We don't invest in Chinese stocks, even though we could, since many of them are listed in New York, or trade there via US Dollar-priced ADRs (American Depositary Receipts).
This may seem strange, since China is the world's second-largest economy, and arguably its most dynamic. The problem is Chinese politics. The CCP (communist party in Beijing) is simply not interested in protecting the rights of foreign investors. They make policy changes on the fly, jail CEOs and impose hefty fines for vague "antitrust violations". When things go wrong, there's no independent judicial system to appeal to.
China has a chequered relationship with capitalism. Byrne Hobart points out that:
"China shows that industrial policy can lead to massive GDP growth, and lift hundreds of millions of people out of poverty. On the other hand, one of the reasons those people were so impoverished in the first place was China's previous round of industrial policy - backyard steel production, mass relocation from rural areas to cities, and an attendant famine."
George Magnus wrote this in the FT:
"The negative impact of Chinese industrial policy on the world economy is so large that Donald Trump's tariffs are, by comparison, a minor nuisance.
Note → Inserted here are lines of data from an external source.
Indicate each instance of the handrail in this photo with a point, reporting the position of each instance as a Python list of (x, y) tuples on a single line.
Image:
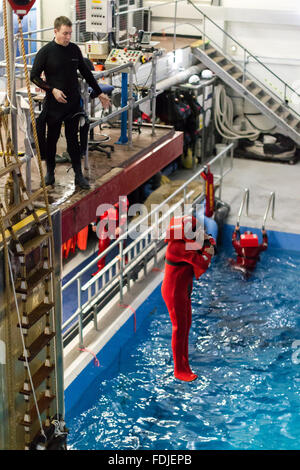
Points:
[(286, 85), (245, 199), (271, 200)]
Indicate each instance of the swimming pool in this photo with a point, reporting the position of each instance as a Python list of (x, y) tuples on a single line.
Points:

The Chinese obsession with exports is not only aggravating China's own domestic systemic problems, but becoming increasingly problematic for a growing number of countries. China craves self-reliance in key technologies and resilient supply chains, and thinks national security is a big deal. More specifically, it desperately needs something to pick up the slack from the structural funk in real estate and overbuilding of uncommercial infrastructure, absent a marked shift towards a more consumption-driven growth model."
All this drama and economic meddling raises more red flags than a state-sponsored event on Tiananmen Square.